Tayto brand cheese-and-onion potato chips were the most-loved childhood snack for Chef Cathal Armstrong, owner of several successful restaurants in the Washington, D.C., area. The chips are super crunchy and have a distinctive onion-cheddar cheese flavor. Cathal admits that nostalgia is a big part of why he loves them. "I'm Irish, so we have to have our potatoes," he says. "When I was a kid, I used to go to the local pub on Saturday afternoon with my parents and siblings. The adults would relax, tell stories, and spend time together, and that was our special treat." Even though his own kids don't share his love of the snack, he still orders it online from foodireland.com.
Toasted homemade bread covered with melted chocolate, sea salt, and olive oil is an unbeatable snack in Spain. Superstar chef Jos? Andr?s recalls eating this savory combo every day after school. Today, it's still his favorite: "My daughter Ines has made that for me since she was six! I am very proud of her!"
There's nothing more beloved by Italians than the sweet hazelnut spread Nutella. Teresa Giudice, author of Fabulicious!: Teresa's Italian Family Cookbook, says that going home after school as a kid meant sitting in the kitchen and eating Nutella spread on crackers, bread, or apples. "I've been making Nutella pizza for my two girls -- they absolutely love it."
Domenica Marchetti, another best-selling cookbook author, remembers loving a saltier snack: pane, olio, e pomodoro (bread, oil, and tomatoes). "I associate pane, olio, e pomodorowith all of the wonderful summers I spent in Italy as a girl. The quality of ingredients was impeccable. My mom's three sisters would always make some for my sister and me. They are all gone now, but I think of them whenever I make it," she says.
Pita bread and lebeneh (drained yogurt, or, as most Americans think of it, Greek-style yogurt) drizzled with olive oil and sprinkled with coarse salt is a fond memory for Diana Abu-Jaber, an award-winning novelist. Diana would sit in her family's shared courtyard in Amman, dipping bread into yogurt. "It was a delightful snack and eating it made me feel very content." Her 3-year-old daughter enjoys it too, but with some additions like berries, pomegranates, or diced mangoes. "Sometimes I sprinkle brown sugar on top of it! It is a pleasure for me to watch her spooning up what we call her 'Arabic ice cream,'" Diana says.
There are two versions of the Chinese roast pork bun (char siu bao or bao zi in Mandarin Chinese), a soft bread that's either baked or steamed and filled with red, sweet-and-salty diced pork. T. Susan Chang, author of A Spoonful of Promises, always bought them in Chinatown because no one she knew actually made them at home. "They're best steaming hot, whether baked with a honey-colored glaze on top or steamed so it's cloud-white.

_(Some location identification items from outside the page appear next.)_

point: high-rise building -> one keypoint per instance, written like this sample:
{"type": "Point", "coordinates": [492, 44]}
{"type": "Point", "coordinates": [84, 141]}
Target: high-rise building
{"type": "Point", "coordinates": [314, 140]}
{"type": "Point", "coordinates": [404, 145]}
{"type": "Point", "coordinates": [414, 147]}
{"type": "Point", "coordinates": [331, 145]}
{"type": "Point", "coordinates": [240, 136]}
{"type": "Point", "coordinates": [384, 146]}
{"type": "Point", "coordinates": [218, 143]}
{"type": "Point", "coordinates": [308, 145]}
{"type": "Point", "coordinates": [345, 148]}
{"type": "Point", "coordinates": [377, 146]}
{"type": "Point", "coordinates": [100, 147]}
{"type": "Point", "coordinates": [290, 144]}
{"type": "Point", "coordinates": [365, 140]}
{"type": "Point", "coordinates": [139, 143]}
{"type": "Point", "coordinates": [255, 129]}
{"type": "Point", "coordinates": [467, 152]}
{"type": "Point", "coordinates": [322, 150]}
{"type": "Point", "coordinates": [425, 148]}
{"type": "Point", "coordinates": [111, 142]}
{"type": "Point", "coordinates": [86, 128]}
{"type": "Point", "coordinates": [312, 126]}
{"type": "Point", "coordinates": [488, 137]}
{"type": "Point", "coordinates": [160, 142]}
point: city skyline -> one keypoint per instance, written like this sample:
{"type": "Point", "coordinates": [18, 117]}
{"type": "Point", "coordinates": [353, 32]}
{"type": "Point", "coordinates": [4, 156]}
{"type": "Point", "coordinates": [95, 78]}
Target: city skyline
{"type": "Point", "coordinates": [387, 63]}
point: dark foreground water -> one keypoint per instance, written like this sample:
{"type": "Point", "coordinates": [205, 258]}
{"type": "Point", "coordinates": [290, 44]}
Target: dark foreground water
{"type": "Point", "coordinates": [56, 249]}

Inside is the purest delectable fatty pork, roasted and slathered in a thick sauce of majestic burgundy," she says. As an adult, even though Susan has learned to make the buns, homemade ones just don't taste the same.
A simple open-faced sandwich is what Asha Gomez, owner of an Indian restaurant, loves best from her childhood. "My mom would toast bread in the oven, apply liberal dollops of ghee (clarified butter), and generously sprinkle sugar on top. It was -- and still is -- an instant pick-me-up and my ultimate kid comfort food. Whenever I had a bad dream or I was feeling down, my mom would make this and all would be right with the world again." Today, Asha makes the same sandwich for her son but adds a healthier twist by using artisanal bread and good honey instead of sugar.